L’élite décrit dans le texte est une caste prédatrice..Les chroniques à son sujet abondent d’histoires sur les marchés fictifs ;les détournements en cascade. A ce visage s’ajoute un autre : Celui d’une élite improductive ;inutile et menteuse. Tout ce qu’elle a promis aux bétis d’en bas n’a été qu’un leurre. Cette élite de jouisseurs militants observe dans l’insouciance la décadence perpétuelle d’une province enclavée. D’où cette question fondamentale qui traverse le livre :

<<pourquoi avec tant de ministres , de directeurs généraux , de présidents de conseils d’administration…le sud reste à la traîne ? >>la réponse de l’auteur est limpide : le Sud est malade d’une élite de parvenus et d’égoïstes qui ne pensent qu’à bâtir des dynasties familiales. Elle a fait perdre à la province d’incroyables opportunités.

Le Sud est un cas pathétique.
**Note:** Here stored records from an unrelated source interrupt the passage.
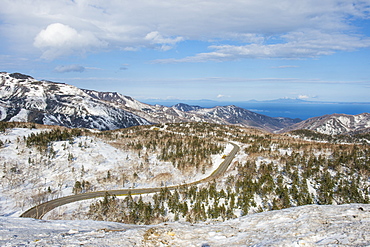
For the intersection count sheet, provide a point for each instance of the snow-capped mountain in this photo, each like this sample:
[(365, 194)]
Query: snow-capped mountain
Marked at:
[(25, 99), (335, 124)]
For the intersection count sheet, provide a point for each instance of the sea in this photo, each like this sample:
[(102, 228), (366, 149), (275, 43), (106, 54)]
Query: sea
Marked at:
[(290, 109)]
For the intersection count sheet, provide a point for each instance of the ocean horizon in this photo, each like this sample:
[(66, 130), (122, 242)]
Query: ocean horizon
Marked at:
[(278, 108)]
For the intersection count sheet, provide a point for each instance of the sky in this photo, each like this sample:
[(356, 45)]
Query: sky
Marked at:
[(234, 50)]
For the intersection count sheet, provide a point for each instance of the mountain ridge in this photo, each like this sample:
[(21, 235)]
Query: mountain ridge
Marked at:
[(25, 99)]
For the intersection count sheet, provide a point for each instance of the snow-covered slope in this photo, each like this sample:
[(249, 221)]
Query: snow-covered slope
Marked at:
[(24, 99), (312, 225), (335, 124)]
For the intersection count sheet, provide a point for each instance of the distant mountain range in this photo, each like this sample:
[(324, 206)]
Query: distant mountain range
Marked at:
[(25, 99)]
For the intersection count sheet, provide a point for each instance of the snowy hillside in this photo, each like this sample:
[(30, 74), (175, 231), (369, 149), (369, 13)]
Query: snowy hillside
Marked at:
[(312, 225), (30, 175), (24, 99)]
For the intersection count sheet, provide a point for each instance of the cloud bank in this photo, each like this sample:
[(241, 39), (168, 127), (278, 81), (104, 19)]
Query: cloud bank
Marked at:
[(69, 68), (285, 29)]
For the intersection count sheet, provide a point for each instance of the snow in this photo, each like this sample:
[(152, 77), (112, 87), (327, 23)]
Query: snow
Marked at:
[(91, 161), (311, 225), (22, 116)]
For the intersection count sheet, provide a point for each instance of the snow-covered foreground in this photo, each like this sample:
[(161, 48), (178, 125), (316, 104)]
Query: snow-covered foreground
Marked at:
[(312, 225)]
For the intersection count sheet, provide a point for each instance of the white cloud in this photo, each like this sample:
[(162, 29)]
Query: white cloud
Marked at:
[(264, 28), (303, 97), (59, 39), (69, 68), (166, 43), (303, 44)]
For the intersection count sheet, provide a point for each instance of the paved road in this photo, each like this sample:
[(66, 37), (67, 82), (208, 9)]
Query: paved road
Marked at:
[(39, 211)]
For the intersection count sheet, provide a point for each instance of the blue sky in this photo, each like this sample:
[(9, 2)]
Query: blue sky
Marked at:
[(195, 49)]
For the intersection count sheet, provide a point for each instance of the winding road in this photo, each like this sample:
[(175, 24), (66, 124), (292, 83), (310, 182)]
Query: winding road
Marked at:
[(39, 211)]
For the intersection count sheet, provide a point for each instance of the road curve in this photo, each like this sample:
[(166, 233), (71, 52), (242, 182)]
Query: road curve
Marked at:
[(39, 211)]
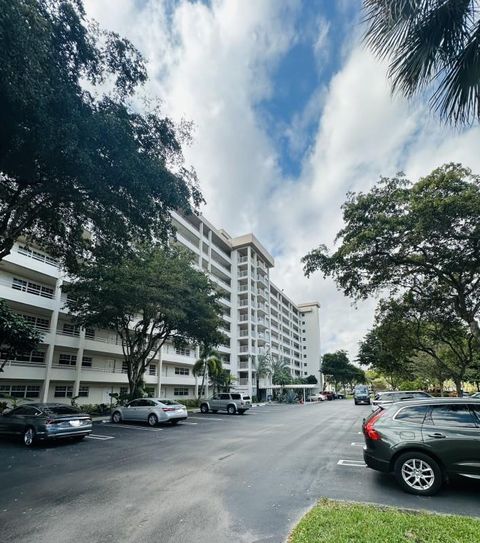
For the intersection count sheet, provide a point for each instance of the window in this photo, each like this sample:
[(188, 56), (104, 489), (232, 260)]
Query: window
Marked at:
[(407, 414), (32, 288), (67, 359), (452, 415), (37, 322), (70, 329), (180, 391), (87, 362), (63, 391), (21, 391), (83, 392)]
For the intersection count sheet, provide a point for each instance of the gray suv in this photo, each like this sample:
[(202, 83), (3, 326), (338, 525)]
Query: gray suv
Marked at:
[(231, 402)]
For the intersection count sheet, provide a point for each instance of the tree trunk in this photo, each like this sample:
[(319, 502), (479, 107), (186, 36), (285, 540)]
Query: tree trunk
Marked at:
[(458, 386)]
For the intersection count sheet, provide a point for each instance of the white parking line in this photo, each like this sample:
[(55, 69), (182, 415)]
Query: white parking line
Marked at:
[(205, 418), (136, 428), (351, 463)]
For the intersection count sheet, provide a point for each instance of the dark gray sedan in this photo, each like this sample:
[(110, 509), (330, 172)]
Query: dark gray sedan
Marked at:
[(37, 421)]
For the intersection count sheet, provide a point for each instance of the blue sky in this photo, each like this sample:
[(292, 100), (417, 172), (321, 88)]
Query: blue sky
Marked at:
[(290, 112)]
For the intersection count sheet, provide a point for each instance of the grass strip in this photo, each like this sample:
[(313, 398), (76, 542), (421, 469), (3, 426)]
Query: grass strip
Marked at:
[(340, 522)]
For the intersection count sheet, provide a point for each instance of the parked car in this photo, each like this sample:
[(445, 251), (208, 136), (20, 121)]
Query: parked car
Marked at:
[(232, 402), (39, 421), (151, 410), (384, 399), (317, 398), (361, 394), (423, 442)]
Que lui donne la fidélité au régime Biya.<<elle produit des ministres , des directeurs généraux , mais pas les écoles ,les ponts et les routes bitumées>>tel est le sort actuel de ce que Charles Ateba EYene désigne comme le socle du Renouveau.

A qui s’adresse ce livre ;il s’adresse d’abord aux bétis d’en haut que l’auteur entend secouer car estiment-ils il est encore temps pour qu’ils se réveillent. Il s’adresse aussi aux bétis d’en bas appelés à se soulever contre leurs élites.

Charles Ateba Eyene voulait aussi par ce livre mettre un terme à quelque chose qui s’est installé comme une confusion dans les esprits : présenter tous les bétis même ceux situés au plus bas de l’échelle comme des bénéficiaires des années Biya. Or ces derniers n’ont rien reçu.

<<en levant ainsi les équivoques ; l’homme du Sud sera lavé aux yeux du Cameroun et du monde.la misère paysanne qui caractérise la province sera mieux présentée et connue. Comme cela au lieu de lire le Sud sous le prisme des fortunes des élites de la province ;le drame de la province d’origine du chef de l’Etat sera mieux compris pour que demain le Sud constitue la priorité des priorités en matière de développement>>.